Glen,

  I think you may have missed the point of Russ' message.  The whole "app" 
thing, whether web or proprietary, simply hides one layer of comlexity behind 
another complex layer.  The end result is that the luser is completely 
seperated from their data yet equally confused.  Your example of incoming data 
(and the proprietary nature of Apple's approach) makes sense.  But the majority 
of transactions use existing data.  Let's say the luser wants to play a song 
they know they own.  Let's further postulate the actual file, whereever it 
resides, is not standard - an ogg codec file.  The proprietary Apple app will 
only play songs in MP4 and only a few codecs.  So the user will need to find 
the oggplayer app.  Complexity is reduced but cumulatively the proliferation of 
apps will be just as confusing as the file system.

Ray Parks

P.S. Jobs' vision is for even more lock-in through proprietary apps.  Web apps 
will draw on Google's search to find the right app for any incoming file.
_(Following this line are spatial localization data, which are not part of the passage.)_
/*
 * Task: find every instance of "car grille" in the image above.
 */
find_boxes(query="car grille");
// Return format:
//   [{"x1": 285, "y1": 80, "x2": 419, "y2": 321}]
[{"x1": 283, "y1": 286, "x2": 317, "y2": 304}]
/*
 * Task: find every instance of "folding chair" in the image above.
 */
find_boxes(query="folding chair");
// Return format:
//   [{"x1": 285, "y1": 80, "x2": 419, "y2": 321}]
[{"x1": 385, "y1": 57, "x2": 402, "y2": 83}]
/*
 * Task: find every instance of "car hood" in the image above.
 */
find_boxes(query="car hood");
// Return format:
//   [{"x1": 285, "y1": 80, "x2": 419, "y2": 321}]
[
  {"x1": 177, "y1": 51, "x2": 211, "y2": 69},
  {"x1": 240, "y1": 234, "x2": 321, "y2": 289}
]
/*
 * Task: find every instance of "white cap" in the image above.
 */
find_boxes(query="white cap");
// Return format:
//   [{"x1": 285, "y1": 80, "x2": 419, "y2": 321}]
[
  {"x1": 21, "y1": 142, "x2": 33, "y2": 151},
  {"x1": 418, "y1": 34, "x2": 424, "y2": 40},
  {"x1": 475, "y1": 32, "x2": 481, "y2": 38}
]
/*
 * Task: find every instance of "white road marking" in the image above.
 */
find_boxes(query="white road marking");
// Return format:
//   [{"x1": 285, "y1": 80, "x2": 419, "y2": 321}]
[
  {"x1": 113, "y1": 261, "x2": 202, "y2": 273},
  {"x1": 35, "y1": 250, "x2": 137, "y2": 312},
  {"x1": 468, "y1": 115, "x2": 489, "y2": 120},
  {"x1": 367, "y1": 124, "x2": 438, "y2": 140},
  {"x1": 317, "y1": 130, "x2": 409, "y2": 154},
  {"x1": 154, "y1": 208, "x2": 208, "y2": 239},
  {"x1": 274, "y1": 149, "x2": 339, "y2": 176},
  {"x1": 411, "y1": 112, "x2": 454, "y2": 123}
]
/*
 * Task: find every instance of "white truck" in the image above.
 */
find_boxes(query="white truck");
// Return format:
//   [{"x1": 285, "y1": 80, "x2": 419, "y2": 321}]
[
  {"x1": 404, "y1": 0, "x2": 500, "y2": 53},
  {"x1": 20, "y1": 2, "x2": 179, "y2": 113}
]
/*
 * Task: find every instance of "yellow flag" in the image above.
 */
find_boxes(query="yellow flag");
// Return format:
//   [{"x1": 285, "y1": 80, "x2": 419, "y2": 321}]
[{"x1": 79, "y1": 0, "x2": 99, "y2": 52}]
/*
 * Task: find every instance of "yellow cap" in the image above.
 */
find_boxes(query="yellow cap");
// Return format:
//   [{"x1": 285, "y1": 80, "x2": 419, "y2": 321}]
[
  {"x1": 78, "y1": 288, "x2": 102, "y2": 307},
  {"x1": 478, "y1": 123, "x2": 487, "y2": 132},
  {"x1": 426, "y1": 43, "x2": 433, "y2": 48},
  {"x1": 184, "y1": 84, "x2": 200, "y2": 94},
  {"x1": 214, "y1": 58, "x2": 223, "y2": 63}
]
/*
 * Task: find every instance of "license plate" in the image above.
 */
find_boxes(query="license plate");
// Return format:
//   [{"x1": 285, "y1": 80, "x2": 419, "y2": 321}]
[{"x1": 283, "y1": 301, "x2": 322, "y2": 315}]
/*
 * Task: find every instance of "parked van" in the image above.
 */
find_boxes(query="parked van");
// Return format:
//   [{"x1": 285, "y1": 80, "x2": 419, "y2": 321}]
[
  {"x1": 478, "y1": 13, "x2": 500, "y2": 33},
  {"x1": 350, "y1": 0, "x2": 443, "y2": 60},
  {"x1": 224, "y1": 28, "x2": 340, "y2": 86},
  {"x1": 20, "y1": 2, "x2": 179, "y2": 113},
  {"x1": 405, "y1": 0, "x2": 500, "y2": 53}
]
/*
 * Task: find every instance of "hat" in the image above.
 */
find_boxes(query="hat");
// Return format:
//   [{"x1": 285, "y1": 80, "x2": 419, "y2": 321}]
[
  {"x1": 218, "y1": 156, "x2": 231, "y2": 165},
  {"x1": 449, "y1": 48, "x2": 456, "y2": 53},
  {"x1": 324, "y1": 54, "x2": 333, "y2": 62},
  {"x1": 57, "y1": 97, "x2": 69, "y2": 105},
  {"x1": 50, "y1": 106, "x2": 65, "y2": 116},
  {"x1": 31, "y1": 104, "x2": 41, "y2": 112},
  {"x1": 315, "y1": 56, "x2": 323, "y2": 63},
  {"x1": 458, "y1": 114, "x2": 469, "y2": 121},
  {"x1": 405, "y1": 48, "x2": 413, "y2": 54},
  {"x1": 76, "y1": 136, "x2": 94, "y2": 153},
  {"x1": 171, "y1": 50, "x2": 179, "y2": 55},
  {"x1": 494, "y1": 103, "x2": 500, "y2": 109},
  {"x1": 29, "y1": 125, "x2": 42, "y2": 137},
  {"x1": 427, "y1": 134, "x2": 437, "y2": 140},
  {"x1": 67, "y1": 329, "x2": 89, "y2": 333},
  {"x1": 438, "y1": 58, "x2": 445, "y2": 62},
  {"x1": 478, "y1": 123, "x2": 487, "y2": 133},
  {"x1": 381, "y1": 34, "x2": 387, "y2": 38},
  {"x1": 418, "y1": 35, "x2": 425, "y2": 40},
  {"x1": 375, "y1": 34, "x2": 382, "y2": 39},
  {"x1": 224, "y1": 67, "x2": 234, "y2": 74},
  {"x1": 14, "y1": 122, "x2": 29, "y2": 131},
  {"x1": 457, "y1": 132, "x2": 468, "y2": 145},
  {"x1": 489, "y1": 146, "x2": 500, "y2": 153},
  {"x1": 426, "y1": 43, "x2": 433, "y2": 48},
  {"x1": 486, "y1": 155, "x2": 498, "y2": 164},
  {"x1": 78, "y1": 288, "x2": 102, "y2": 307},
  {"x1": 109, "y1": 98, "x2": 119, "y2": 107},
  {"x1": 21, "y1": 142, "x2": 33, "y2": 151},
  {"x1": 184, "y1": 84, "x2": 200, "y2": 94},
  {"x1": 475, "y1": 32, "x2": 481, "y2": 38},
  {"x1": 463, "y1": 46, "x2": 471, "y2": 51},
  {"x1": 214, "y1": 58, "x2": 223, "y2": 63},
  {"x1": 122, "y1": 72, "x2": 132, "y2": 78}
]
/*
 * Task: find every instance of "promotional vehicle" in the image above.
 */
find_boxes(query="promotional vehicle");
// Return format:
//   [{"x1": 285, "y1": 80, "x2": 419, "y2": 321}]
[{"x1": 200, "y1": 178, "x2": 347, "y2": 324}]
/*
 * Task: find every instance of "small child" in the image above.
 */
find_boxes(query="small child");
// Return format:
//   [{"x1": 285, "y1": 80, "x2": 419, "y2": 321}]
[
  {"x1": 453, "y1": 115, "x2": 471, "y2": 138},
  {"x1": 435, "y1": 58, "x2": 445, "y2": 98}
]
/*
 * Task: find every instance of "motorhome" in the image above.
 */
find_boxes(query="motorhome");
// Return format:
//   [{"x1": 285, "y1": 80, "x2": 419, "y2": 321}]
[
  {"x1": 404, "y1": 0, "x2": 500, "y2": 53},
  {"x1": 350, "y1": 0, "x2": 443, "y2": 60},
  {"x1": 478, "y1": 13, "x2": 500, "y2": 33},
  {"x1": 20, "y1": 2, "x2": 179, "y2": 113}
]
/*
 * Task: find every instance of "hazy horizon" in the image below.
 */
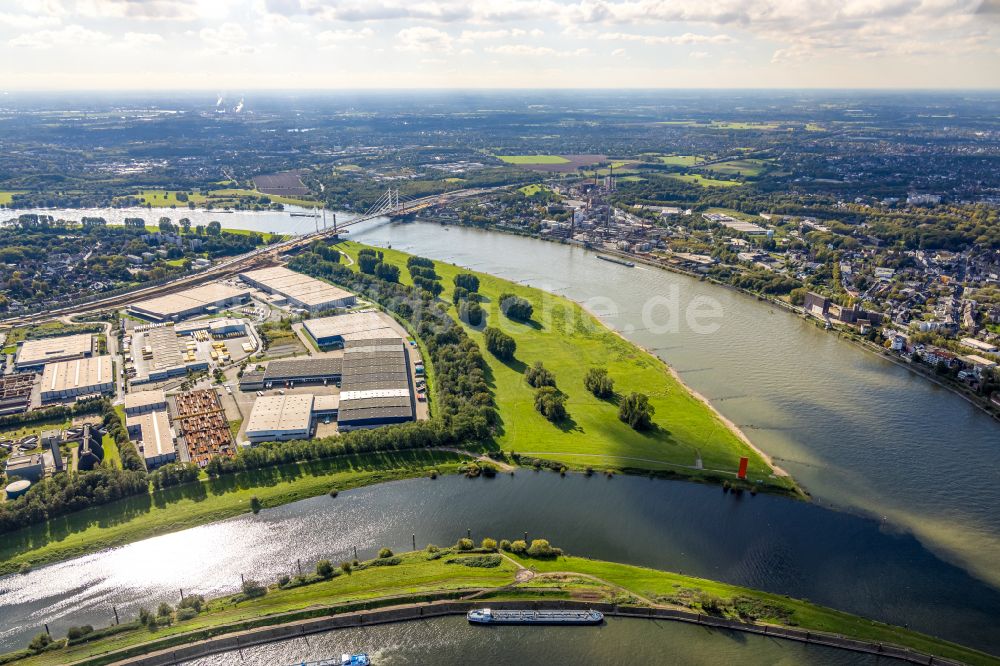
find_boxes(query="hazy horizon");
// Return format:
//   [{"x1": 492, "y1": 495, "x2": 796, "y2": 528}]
[{"x1": 2, "y1": 0, "x2": 998, "y2": 90}]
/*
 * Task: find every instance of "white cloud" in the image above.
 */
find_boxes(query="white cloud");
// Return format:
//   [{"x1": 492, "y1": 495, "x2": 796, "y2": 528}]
[
  {"x1": 317, "y1": 27, "x2": 374, "y2": 48},
  {"x1": 9, "y1": 24, "x2": 110, "y2": 49},
  {"x1": 73, "y1": 0, "x2": 204, "y2": 21},
  {"x1": 0, "y1": 11, "x2": 61, "y2": 30},
  {"x1": 689, "y1": 50, "x2": 709, "y2": 59},
  {"x1": 395, "y1": 26, "x2": 453, "y2": 53},
  {"x1": 566, "y1": 27, "x2": 733, "y2": 45},
  {"x1": 486, "y1": 44, "x2": 589, "y2": 57},
  {"x1": 199, "y1": 22, "x2": 259, "y2": 54},
  {"x1": 457, "y1": 28, "x2": 543, "y2": 42}
]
----- Original Message -----
From: glen e. p. ropella [mailto:g...@tempusdictum.com]
Sent: Friday, June 10, 2011 12:03 PM
To: The Friday Morning Applied Complexity Coffee Group <friam@redfish.com>
Subject: Re: [FRIAM] On Apps and Browsers

Russ Abbott wrote at 06/10/2011 10:16 AM:
> How do you organize your 10,000 apps and find the one you want at any
> particular time?

It can be data-driven with a profiler that takes a signature of the
incoming data and chooses based on that.  Or you can require magic
numbers in the data format.  Or, you can allow the data sender to
specify it in a metadata preamble.  Then you can allow the receiver to
choose their "preferred apps" if there are more than one that can handle
the same type of data and/or the receiver is just a picky actor.  Such
selection could be done over time.  The receiver might have all the apps
indexed and choose at random which app to use to play the data, perhaps
allowing a weighting for errors or other pressures.  As one app's weight
grows significantly larger than others, the receiver will eventually
choose that one (almost always) when faced with a particular data signature.

The key is the index, which is why Jobs cleverly prestidigitates our
attention away from the one who owns the ontology.